Over the past few years, I have taken the time to distil the formula that led to my professional positioning and current level of experience and expertise and realised that I have gotten to the place I am in today because I saw an advert seeking volunteers at my local MPs office. I had just failed to get into the university of my choice and was so shocked by that revelation that I decided to take a year out to recalibrate, resit a couple of exams and then apply again. To justify my choice to my parents, I promised that I would spend the year volunteering. It wasn’t a promise I had taken very seriously and really rather considered it as an offer of self-punishment for having not secured the grades I needed.

Before I actually experienced formal volunteering, the only type of volunteering I was familiar with was volunteering at church, which is valuable and a fantastic opportunity to give back to my own community, but the access that I was able to gain outside of my community through volunteering is what got me here. Advocating for voluntarism in the black community is about access. Voluntarism was not something I was taught in any sphere of my life, to see as an opportunity to achieve and access greater things. Before I started my role, I was more than prepared to sit in an office and file documents one after the other for hours on end or otherwise stare blankly into a computer screen while proofreading long policy and regulation manuals that I couldn’t possibly have cared less about. However, my volunteer managers had something much more interesting and dynamic planned for me.

I admit before I started the role, for which I was properly interviewed, I had no real understanding of how MPs helped people or that MPs helped people. I didn’t engage with local services, and my immigration status actually specifically forbade me from doing so. Giving back to a system that had already been so difficult to navigate and had put such a strain on my parents as they sought to exist within it, make a living and adequately provide for their children, seemed nonsensical. Yet there was treasure hidden in the beige and brick walls of the MPs office, manned primarily by old ladies with a deep love for strong black tea and digestive biscuits. While there were moments of filing documents and proofreading proposals, there were many more moments that I spent speaking with constituents of the borough who had real problems and were hoping for real solutions.
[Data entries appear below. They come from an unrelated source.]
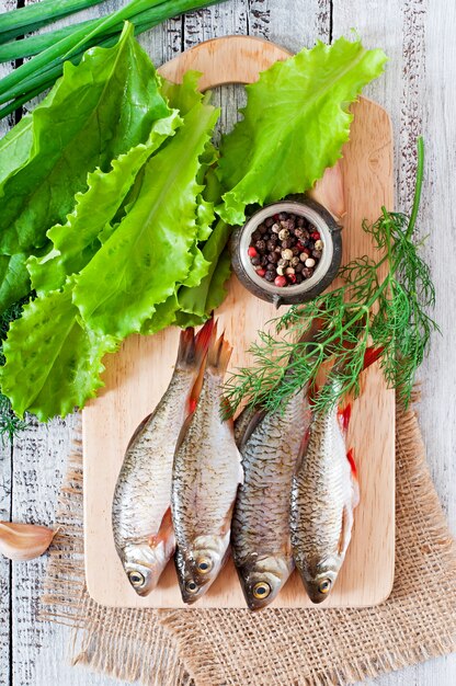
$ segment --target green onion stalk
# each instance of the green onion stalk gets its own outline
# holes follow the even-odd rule
[[[45,0],[45,4],[52,4],[54,1]],[[67,59],[77,65],[88,48],[95,45],[101,47],[114,45],[125,21],[129,21],[135,26],[135,34],[139,34],[168,19],[218,4],[220,1],[133,0],[106,16],[84,21],[41,36],[5,43],[0,46],[2,61],[33,57],[0,80],[0,104],[5,105],[0,110],[0,118],[50,88],[61,76],[64,62]],[[68,5],[70,0],[58,0],[58,4],[60,3]],[[90,3],[94,4],[93,0],[90,0]],[[21,11],[18,10],[18,13]]]
[[[272,332],[259,332],[259,342],[250,348],[254,364],[235,371],[226,385],[232,412],[246,402],[281,410],[306,385],[315,409],[328,411],[360,393],[360,375],[376,359],[388,386],[408,407],[417,370],[432,333],[438,331],[430,316],[435,304],[431,272],[420,256],[422,241],[413,241],[423,168],[420,138],[410,216],[381,207],[377,221],[363,224],[378,259],[353,260],[341,270],[342,286],[290,307],[273,320]],[[316,323],[319,332],[312,341],[303,339]],[[319,373],[328,366],[328,382],[320,387]],[[286,374],[287,368],[293,374]]]

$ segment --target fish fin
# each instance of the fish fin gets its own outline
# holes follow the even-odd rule
[[[231,353],[232,347],[228,341],[225,340],[225,333],[223,333],[219,339],[216,339],[216,332],[213,332],[207,351],[207,368],[218,376],[225,376]]]
[[[203,357],[198,376],[196,377],[196,381],[194,382],[192,392],[190,393],[190,398],[189,398],[189,412],[190,413],[194,412],[196,410],[196,405],[198,404],[201,389],[203,388],[204,370],[206,368],[206,357],[207,357],[207,352],[205,356]]]
[[[352,470],[352,475],[355,479],[357,479],[357,469],[356,469],[356,464],[355,464],[355,458],[354,458],[354,450],[353,448],[350,448],[350,450],[346,454],[346,459],[349,460],[350,464],[350,468]]]
[[[309,441],[310,441],[310,424],[306,430],[306,433],[303,436],[303,441],[300,442],[300,446],[299,446],[299,451],[296,458],[296,465],[295,465],[295,475],[297,475],[297,472],[300,469],[300,466],[303,465],[303,459],[304,456],[307,453],[307,447],[309,445]]]
[[[352,537],[353,513],[345,506],[342,510],[341,535],[339,536],[338,554],[345,554]]]
[[[372,345],[369,347],[366,347],[366,352],[364,353],[363,371],[364,369],[367,369],[367,367],[371,367],[374,362],[377,362],[379,357],[381,357],[384,350],[385,347],[383,345],[380,347],[373,347]]]
[[[195,407],[196,407],[196,403],[195,403]],[[183,441],[185,438],[185,434],[189,431],[190,424],[192,423],[193,415],[194,415],[194,412],[189,414],[189,416],[186,418],[186,420],[182,424],[182,428],[179,432],[178,441],[175,442],[174,455],[178,453],[178,450],[180,449],[180,447],[181,447],[181,445],[182,445],[182,443],[183,443]]]
[[[338,416],[342,426],[342,431],[346,434],[350,426],[350,420],[352,419],[352,403],[349,402],[344,408],[339,408]]]
[[[254,430],[266,416],[266,410],[256,410],[253,414],[252,419],[248,423],[246,431],[243,432],[242,441],[240,443],[239,449],[241,450],[246,443],[249,441],[250,436],[253,434]]]
[[[174,527],[172,525],[172,516],[171,516],[171,507],[163,514],[163,518],[161,519],[160,528],[158,534],[150,536],[149,546],[150,548],[156,548],[160,542],[167,540],[170,535],[173,534]]]
[[[346,458],[350,462],[350,467],[352,470],[352,487],[353,487],[353,507],[356,507],[360,504],[360,482],[358,482],[358,478],[357,478],[357,468],[356,468],[356,462],[354,459],[354,450],[353,448],[350,448],[350,450],[346,454]]]
[[[138,424],[138,426],[135,428],[135,433],[133,434],[132,438],[128,441],[128,445],[126,447],[125,453],[128,453],[129,448],[133,446],[133,444],[135,443],[136,438],[139,436],[139,434],[141,433],[141,431],[144,430],[144,427],[146,426],[147,422],[150,420],[150,418],[152,416],[153,412],[151,412],[150,414],[148,414],[140,424]]]
[[[200,369],[204,356],[206,355],[214,328],[214,319],[210,318],[196,335],[193,327],[181,331],[178,359],[175,362],[176,368]]]

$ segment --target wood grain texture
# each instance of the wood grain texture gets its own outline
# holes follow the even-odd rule
[[[202,90],[213,84],[252,82],[259,72],[288,53],[255,37],[216,38],[174,58],[160,69],[181,81],[189,69],[203,73]],[[389,117],[378,105],[362,100],[354,107],[351,142],[345,147],[344,261],[373,253],[362,231],[363,218],[374,220],[378,207],[392,203],[392,139]],[[323,180],[324,185],[324,180]],[[270,304],[251,296],[235,277],[217,316],[235,343],[232,368],[250,364],[246,351],[259,329],[275,316]],[[179,331],[151,338],[133,336],[119,354],[110,356],[105,389],[82,413],[84,450],[86,570],[89,592],[102,605],[127,607],[183,606],[172,563],[156,591],[140,598],[130,587],[115,552],[111,505],[125,448],[136,426],[162,397],[172,374]],[[365,391],[355,403],[349,444],[358,455],[362,501],[355,516],[352,544],[328,605],[363,606],[384,601],[394,575],[394,393],[378,369],[366,371]],[[378,420],[378,418],[381,418]],[[100,483],[103,489],[100,490]],[[103,569],[103,575],[100,575]],[[276,607],[310,605],[297,574],[276,598]],[[236,571],[230,563],[200,607],[244,607]]]
[[[121,0],[113,0],[110,5],[118,5]],[[0,0],[1,11],[14,7],[12,0]],[[246,18],[237,26],[240,13],[236,21],[232,12],[240,12],[238,8],[246,5]],[[105,7],[105,5],[101,5]],[[456,233],[454,204],[448,202],[456,194],[456,128],[454,112],[456,111],[456,43],[454,26],[456,23],[456,7],[447,0],[432,0],[417,2],[411,0],[228,0],[220,9],[226,9],[215,23],[215,18],[203,20],[195,13],[190,18],[193,26],[193,41],[203,37],[209,38],[232,33],[251,33],[263,35],[280,45],[297,50],[303,45],[311,46],[316,38],[330,42],[330,32],[338,37],[341,34],[350,35],[355,27],[363,42],[368,47],[381,46],[389,56],[385,76],[375,81],[366,94],[383,104],[391,114],[395,133],[395,170],[397,178],[396,206],[408,208],[410,196],[409,163],[413,161],[413,141],[407,142],[402,117],[413,113],[419,114],[422,130],[426,139],[428,173],[424,182],[424,199],[420,215],[422,232],[432,232],[433,238],[424,245],[428,259],[431,261],[434,281],[437,286],[436,316],[443,329],[442,338],[434,338],[430,359],[421,371],[422,402],[420,408],[421,426],[429,446],[429,464],[434,477],[437,492],[448,516],[449,525],[456,534],[456,466],[453,458],[456,431],[456,407],[452,399],[455,397],[456,362],[453,354],[453,322],[456,320],[456,304],[452,294],[455,283],[455,241]],[[214,8],[210,10],[213,11]],[[231,10],[231,11],[230,11]],[[98,8],[91,10],[92,15]],[[101,8],[100,8],[101,11]],[[235,24],[235,26],[233,26]],[[420,26],[417,33],[415,28]],[[246,27],[246,30],[244,30]],[[157,65],[170,59],[180,52],[187,39],[182,32],[182,21],[167,22],[164,27],[157,27],[140,36],[140,43],[146,47]],[[413,46],[414,47],[411,47]],[[422,49],[424,47],[424,50]],[[419,59],[414,56],[419,55]],[[4,66],[0,65],[0,69]],[[4,72],[3,72],[4,73]],[[411,88],[409,79],[415,88]],[[223,87],[228,101],[231,98],[231,87]],[[412,98],[413,95],[413,98]],[[228,103],[225,102],[225,107]],[[228,107],[227,107],[228,108]],[[224,110],[225,111],[225,110]],[[231,112],[233,107],[231,107]],[[224,123],[225,125],[225,123]],[[4,122],[0,122],[0,133],[5,130]],[[407,145],[408,148],[403,148]],[[408,184],[404,179],[408,179]],[[440,240],[440,231],[445,239]],[[437,239],[434,240],[434,236]],[[58,444],[62,436],[68,435],[66,423],[53,423],[50,428],[39,426],[37,432],[49,432],[49,444]],[[44,458],[44,456],[37,456]],[[65,456],[52,453],[46,456],[56,469],[65,467]],[[8,513],[11,502],[10,467],[8,456],[0,458],[0,499]],[[16,469],[22,469],[18,465]],[[42,498],[44,484],[30,483],[27,500]],[[55,503],[59,483],[53,484],[53,494],[49,502]],[[49,491],[46,489],[46,493]],[[12,494],[15,499],[15,494]],[[22,496],[22,506],[25,505]],[[3,504],[1,505],[3,507]],[[18,515],[21,515],[18,506]],[[0,587],[8,588],[8,576],[0,563]],[[7,585],[5,585],[7,584]],[[36,603],[36,598],[29,597],[27,603]],[[9,625],[8,594],[5,602],[0,601],[0,627]],[[31,621],[32,613],[23,613]],[[12,686],[10,681],[9,639],[3,641],[0,629],[0,684]],[[15,686],[114,686],[119,684],[103,675],[92,674],[87,670],[72,668],[68,664],[67,642],[68,630],[65,627],[46,625],[38,641],[33,632],[27,633],[30,645],[24,650],[12,647],[14,664],[33,662],[30,670],[32,678],[29,683],[15,679]],[[367,682],[369,686],[454,686],[456,683],[456,655],[433,660],[402,672],[383,676]],[[284,685],[287,686],[287,685]]]

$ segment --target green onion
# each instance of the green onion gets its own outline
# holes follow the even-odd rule
[[[218,2],[220,0],[133,0],[105,18],[81,22],[71,26],[71,31],[58,30],[39,36],[43,39],[38,43],[41,52],[0,80],[0,104],[9,103],[0,110],[0,118],[49,88],[61,76],[68,55],[71,55],[73,64],[78,64],[89,47],[114,45],[124,20],[130,21],[138,34],[176,14]],[[35,49],[35,36],[18,43],[26,44],[29,41]],[[11,43],[8,45],[12,49]],[[8,48],[8,45],[4,47]],[[24,56],[24,48],[19,49]]]
[[[100,4],[103,0],[42,0],[0,14],[0,43],[37,31],[57,19]]]

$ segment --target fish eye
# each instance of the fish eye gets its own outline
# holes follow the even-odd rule
[[[323,579],[323,581],[320,582],[318,586],[318,591],[319,593],[327,594],[330,592],[331,586],[332,586],[332,581],[330,579]]]
[[[271,586],[265,581],[259,581],[253,586],[252,593],[253,593],[254,598],[256,598],[258,601],[262,601],[263,598],[266,598],[270,595]]]
[[[198,558],[196,560],[196,568],[201,574],[207,574],[213,568],[213,561],[210,558]]]
[[[198,592],[198,585],[197,583],[195,583],[194,581],[187,581],[185,584],[185,591],[187,591],[189,593],[197,593]]]
[[[146,581],[145,575],[140,572],[128,572],[128,579],[132,586],[135,586],[135,588],[137,588],[138,586],[142,586]]]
For six months, while I rarely saw people that looked like me sit in for meetings with the MP or his senior staff, I still felt seen and supported in those offices by people who were committed to ensuring I gained skills that would help me excel in the future. I learned about time management, customer management, project planning, budgets, database management and I soaked it all up. My enthusiasm for the opportunity must have come across because after those first few months, a job became available in the Westminster office and it was offered to me. My first real job made me the sole breadwinner of my family at that time, and the youngest professional employee of the House of Commons that year. It wasn’t a lot of money, but it was enough to help out my family in our time of need. That voluntary opportunity came at a time that I needed it most and provided teaching that became so beneficial to me from that point on. More than that, it was that experience that taught me to choose first the thing that helps people, and secondly find the people that will seek to help you and third, weigh the financial reward that it promises. Those values have remained the core of my entire professional career.

Over the past 10 years in the workforce, I have sought to imbibe those values in everything I have done, which invariably led me to the world of technology and social entrepreneurship. Perhaps not inevitably, but sincerely. My passion is to ensure that every Black person around the world has access to the tools and resources they need to become the fully realised most functional version of themselves. Unlike other demographic populations around the world, Black people, no matter the geographic location of our bodies, typically find ourselves disadvantaged in terms of social mobility and access. The two spaces that affect the development of our world more than any other are civil society and technology. Hence, for the past few years, here at Do it Now Now, we have been asking and seeking to provide answers to the question, “what do Black people need to succeed in this day and age?”, because if you help the lowest-ranked or least likely to succeed in a space, do so, you are inevitably building up the rest of the population that could seek to utilise those services in the future. That’s why we start from the Black perspective and have worked with many organizations to help them develop strategies from that perspective as well. By working with some of the leading organisations in the world, like Google for Startups, the British Council, PwC and others, we have learned, adapted and evolved as an organisation to better support Black people into better circumstances.

I am excited to announce that I have an opportunity to do something extraordinary over the next few years. I have recently been appointed as a Trustee and Director of the Royal Voluntary Service in the UK. As the name suggests, the organisation, backed by The Royal Family, has a rich tradition of voluntarism that started with the second world war during which they engaged women to volunteer their time to the war effort; leading to a revolution that forever changed the country’s workforce as women became aware that they too are capable of work in all its forms. Today, Royal Voluntary Service is the leading voluntary organisation in support of the NHS and care facilities in communities across the country.

I am honoured to have received the invitation to join the Trustee Board because I recognise the opportunity it will provide me to utilise my learning in a new context (which is always a joy), but also help an organisation that has such an incredible influence over an integral industry understand the needs of Black people (who are typically a proxy for other people of colour groups and people from low-income backgrounds) when it comes to engaging in voluntarism in the formal volunteering sector. One of our key goals as an organisation is to significantly contribute to the increase of formal voluntarism within the Black community in the UK. Currently, according to the Office of National Statistics. 48% of the UK’s Black community would like to be formally involved in their community, yet only 8% are doing so. We’d like to see this number rise (particularly for young people) because, as I hope my story exemplified, formal voluntarism bring real benefit to those who engage in it. It provides work experience, professional references, the opportunity to see the world through a new lens, and to get accustomed early to navigating the White spaces every Black person needs to learn to navigate to survive as a minority.